# What Music Are You Listening To ?



## Giant_Shadow (May 10, 2014)

The new Ray Lamontagne this week.


----------



## AR (May 10, 2014)

I listen to Celso Fonseca from Brazil. Great musician.


----------



## Guy Rowland (May 10, 2014)

Not very filmic right now - The Civil Wars and an Oz band called The Jezabels.


----------



## murrthecat (May 10, 2014)

I am cleaning the house with Junkie XL 300 soundtrack...
helps me to clean with more determination and speed, too...


----------



## Rv5 (May 10, 2014)

I'm listening through the scores to every top 20 box office grossing films by decade from 1933 to 2013... researching the use of samples in film scores for my dissertation. Some cool stuff out there... please pass me the redbull and coffee.


----------



## Giant_Shadow (May 10, 2014)

John Coltrane "Giant Steps"


----------



## Barrie B (May 10, 2014)

All good fodder above, happy with any of that, but I'm having a little cleansing sorbet of Bach Trio Sonatas for organ, No 5 in C at the moment.
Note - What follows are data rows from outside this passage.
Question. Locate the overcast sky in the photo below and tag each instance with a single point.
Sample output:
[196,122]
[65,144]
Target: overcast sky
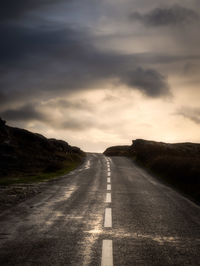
[98,73]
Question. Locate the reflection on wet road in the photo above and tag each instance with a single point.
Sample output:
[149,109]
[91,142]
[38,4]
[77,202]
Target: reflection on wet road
[106,212]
If you need to know what counterpoint is all about with wit and elegance thrown in...

Have a lovely Saturday folks..

B


----------



## Ozymandias (May 10, 2014)

Some serious ivory-tickling... :shock:


----------



## dcoscina (May 10, 2014)

James Newton Howard's Falling Down. 

John Williams' War of the Worlds

Desplat's Godzilla.

Lots of works by Stravinsky.


----------



## wst3 (May 10, 2014)

I have been listening to a ton of Copland, Barber, Dvorak, and Hermann. Is that an odd combination?

Also listening to a lot of "progressive rock" - I was largely into this stuff as a teen-ager, and it is a lot of fun to revisit. This week it's been Renaissance and King Crimson<G>!
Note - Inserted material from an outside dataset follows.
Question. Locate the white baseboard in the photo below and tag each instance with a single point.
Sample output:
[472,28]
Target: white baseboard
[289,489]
And thanks for the reminder about JNH, I need to dig out some of his old albums!

Of course my listening is rather chaotic, next week I could be listening to Robert Johnson and John Fahey<G>!


----------



## TheWildToad (May 10, 2014)

Olivier Messaien's _Quartet for the End of Time_, _Vows _album by Kimbra, Jonny Greenwood's _Doghouse_, _Blue Album_ by Weezer


----------



## Jetzer (May 10, 2014)

Bach's Brandenburg Concerto's. I am diving into classical music lately and thought it would be good to start with Bach.

And currently I'm listening to good old Phil Collins. Haven't done that for ages.


----------



## Barrie B (May 10, 2014)

Update - now listening to Nancy Sinatra's Sugar Town - original version - love the production and antique stereo! Oooh nostalgia.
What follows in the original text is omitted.